Federer was hampered by a bad back at Wimbledon 2013 and this may have caused the spectre of doubt to lay its cold hand on his confidence. He certainly has faith now in his game and his physical strength.
"This year I feel all the options are there. Return, serve, serve and volley, come in, my backhand, everything is working to my liking. For that reason, I feel I'm a bit more relaxed mentally because I know it is there," he says. His path to the business end of the tournament does not look the most arduous. His likely opponents successively will be Paulo Lorenzi, Julien Benneteau, Marcel Granollers, Jerzy Janowicz and compatriot Stanislas Wawrinka.
These players would once have been mere stepping stones for Federer on the road to another triumph. Now, though, there is the suspicion big hitters such as Janowicz can unnerve him.

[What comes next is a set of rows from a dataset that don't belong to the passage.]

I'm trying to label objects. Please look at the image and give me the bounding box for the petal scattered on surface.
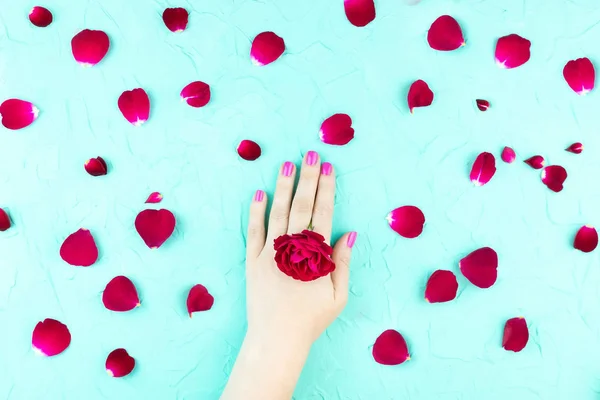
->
[563,58,595,95]
[250,32,285,66]
[162,8,189,32]
[344,0,376,27]
[524,155,545,169]
[0,208,12,231]
[29,6,53,27]
[32,319,71,357]
[425,270,458,303]
[102,276,140,312]
[237,140,262,161]
[135,209,176,249]
[181,81,211,108]
[187,284,215,317]
[427,15,465,51]
[541,165,567,193]
[118,88,150,126]
[59,228,99,267]
[502,317,529,352]
[145,192,163,204]
[84,157,107,176]
[501,147,516,164]
[476,99,490,111]
[495,34,531,69]
[565,142,583,154]
[386,206,425,239]
[574,225,598,253]
[459,247,498,289]
[106,348,135,378]
[408,80,434,112]
[0,99,39,130]
[71,29,110,66]
[470,152,496,186]
[372,329,410,365]
[319,114,355,145]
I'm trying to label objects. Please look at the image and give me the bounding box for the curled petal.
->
[102,276,140,312]
[32,319,71,356]
[476,99,490,111]
[344,0,376,27]
[541,165,567,193]
[427,15,464,51]
[106,348,135,377]
[425,270,458,303]
[145,192,163,204]
[319,114,354,145]
[0,99,39,130]
[187,284,215,317]
[250,32,285,66]
[574,225,598,253]
[495,34,531,69]
[181,81,210,108]
[408,80,433,113]
[524,155,545,169]
[84,157,107,176]
[162,8,188,32]
[29,6,53,27]
[502,317,529,352]
[565,142,583,154]
[459,247,498,289]
[60,228,99,267]
[0,208,11,231]
[386,206,425,239]
[372,329,410,365]
[563,58,595,95]
[501,146,516,164]
[237,140,262,161]
[118,88,150,126]
[71,29,110,66]
[135,209,176,249]
[470,152,496,186]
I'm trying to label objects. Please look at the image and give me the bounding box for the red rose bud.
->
[274,230,335,281]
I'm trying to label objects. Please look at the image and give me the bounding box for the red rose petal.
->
[71,29,110,67]
[574,225,598,253]
[425,270,458,303]
[145,192,163,204]
[524,155,545,169]
[459,247,498,289]
[29,6,53,27]
[135,209,176,249]
[237,140,262,161]
[162,8,188,32]
[32,318,71,357]
[427,15,465,51]
[495,34,531,69]
[118,88,150,126]
[386,206,425,239]
[541,165,567,193]
[84,156,107,176]
[502,317,529,352]
[344,0,376,28]
[250,32,285,66]
[372,329,410,365]
[0,99,39,130]
[0,208,11,231]
[106,348,135,378]
[102,276,140,312]
[476,99,490,111]
[501,146,516,164]
[319,113,355,145]
[181,81,211,108]
[187,284,215,317]
[563,58,595,95]
[59,228,99,267]
[407,80,434,113]
[470,152,496,186]
[565,142,583,154]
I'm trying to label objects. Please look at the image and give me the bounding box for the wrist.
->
[243,328,312,362]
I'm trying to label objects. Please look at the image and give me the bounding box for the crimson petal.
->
[565,142,583,154]
[541,165,567,193]
[162,8,188,32]
[102,276,140,312]
[106,348,135,378]
[0,208,11,231]
[135,209,176,249]
[250,32,285,66]
[524,155,545,169]
[425,270,458,303]
[407,80,434,113]
[459,247,498,289]
[470,152,496,186]
[344,0,376,28]
[574,225,598,253]
[71,29,110,66]
[502,317,529,352]
[84,156,107,176]
[319,113,354,145]
[237,140,262,161]
[501,146,516,164]
[118,88,150,126]
[563,58,595,95]
[0,99,39,130]
[427,15,464,51]
[187,284,215,317]
[60,228,99,267]
[32,319,71,356]
[476,99,490,111]
[145,192,163,204]
[372,329,410,365]
[495,34,531,69]
[29,6,53,27]
[387,206,425,239]
[181,81,210,108]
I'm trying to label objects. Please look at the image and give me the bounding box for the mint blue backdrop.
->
[1,0,600,399]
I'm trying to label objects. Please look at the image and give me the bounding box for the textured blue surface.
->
[2,0,600,399]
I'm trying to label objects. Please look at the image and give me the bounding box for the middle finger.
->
[288,151,321,233]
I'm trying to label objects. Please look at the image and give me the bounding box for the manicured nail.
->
[306,151,318,166]
[321,162,333,176]
[282,161,294,177]
[254,190,265,202]
[347,231,357,248]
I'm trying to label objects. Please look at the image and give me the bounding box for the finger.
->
[246,190,267,260]
[311,162,335,243]
[331,231,357,306]
[266,161,296,245]
[288,151,321,233]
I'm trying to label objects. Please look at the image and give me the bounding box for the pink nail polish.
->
[347,231,357,248]
[282,162,294,177]
[254,190,264,202]
[321,162,333,176]
[306,151,318,166]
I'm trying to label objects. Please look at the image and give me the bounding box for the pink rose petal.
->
[84,156,107,176]
[106,348,135,378]
[32,319,71,357]
[386,206,425,239]
[459,247,498,289]
[135,209,176,249]
[425,270,458,303]
[565,142,583,154]
[250,32,285,66]
[0,208,11,231]
[237,140,262,161]
[476,99,490,111]
[71,29,110,66]
[427,15,465,51]
[29,6,53,27]
[470,152,496,186]
[524,155,545,169]
[118,88,150,126]
[372,329,410,365]
[574,225,598,253]
[319,114,354,145]
[59,228,99,267]
[501,146,516,164]
[162,8,188,32]
[0,99,39,130]
[541,165,567,193]
[563,58,595,95]
[102,276,140,312]
[408,80,434,113]
[502,317,529,352]
[181,81,211,108]
[495,34,531,69]
[187,284,215,317]
[145,192,163,204]
[344,0,376,28]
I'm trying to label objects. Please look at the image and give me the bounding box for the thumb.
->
[330,231,357,304]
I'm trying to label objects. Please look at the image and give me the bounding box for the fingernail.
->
[254,190,264,202]
[282,161,294,177]
[347,231,357,248]
[306,151,318,166]
[321,162,333,176]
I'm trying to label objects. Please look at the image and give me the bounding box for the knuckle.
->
[312,202,333,218]
[294,200,314,215]
[270,209,289,223]
[247,225,261,238]
[339,255,351,268]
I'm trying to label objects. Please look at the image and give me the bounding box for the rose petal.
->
[476,99,490,111]
[145,192,163,204]
[71,29,110,66]
[407,80,434,113]
[32,319,71,356]
[0,208,11,231]
[59,228,99,267]
[118,88,150,126]
[102,276,140,312]
[524,155,545,169]
[425,270,458,303]
[541,165,567,193]
[84,156,107,176]
[344,0,376,28]
[187,284,215,317]
[0,99,39,130]
[565,142,583,154]
[250,32,285,66]
[162,7,188,32]
[181,81,210,108]
[563,57,595,95]
[386,206,425,239]
[237,140,262,161]
[495,34,531,69]
[29,6,53,27]
[427,15,464,51]
[319,113,354,145]
[574,225,598,253]
[372,329,410,365]
[106,348,135,378]
[501,146,516,164]
[502,317,529,352]
[135,209,176,249]
[470,152,496,186]
[459,247,498,289]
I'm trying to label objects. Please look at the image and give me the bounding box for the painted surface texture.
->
[2,0,600,399]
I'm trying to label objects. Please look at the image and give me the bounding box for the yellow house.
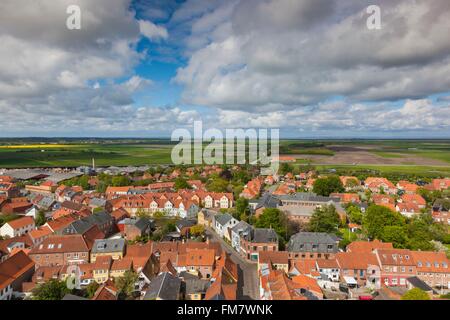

Federer, though, has won on grass at Halle, has targeted Wimbledon as his best hope of adding to his Grand-Slam haul and has been working on his fitness to withstand the rigours of what he hopes will be two weeks of competition on grass.
"I'm totally at peace," he says in a sentiment that is worthy of a spiritual Sunday. It is made on a Saturday in advance of today's champion's press conference from a certain Scot.
Let there be no mistake, however. Federer still has faith it is his time.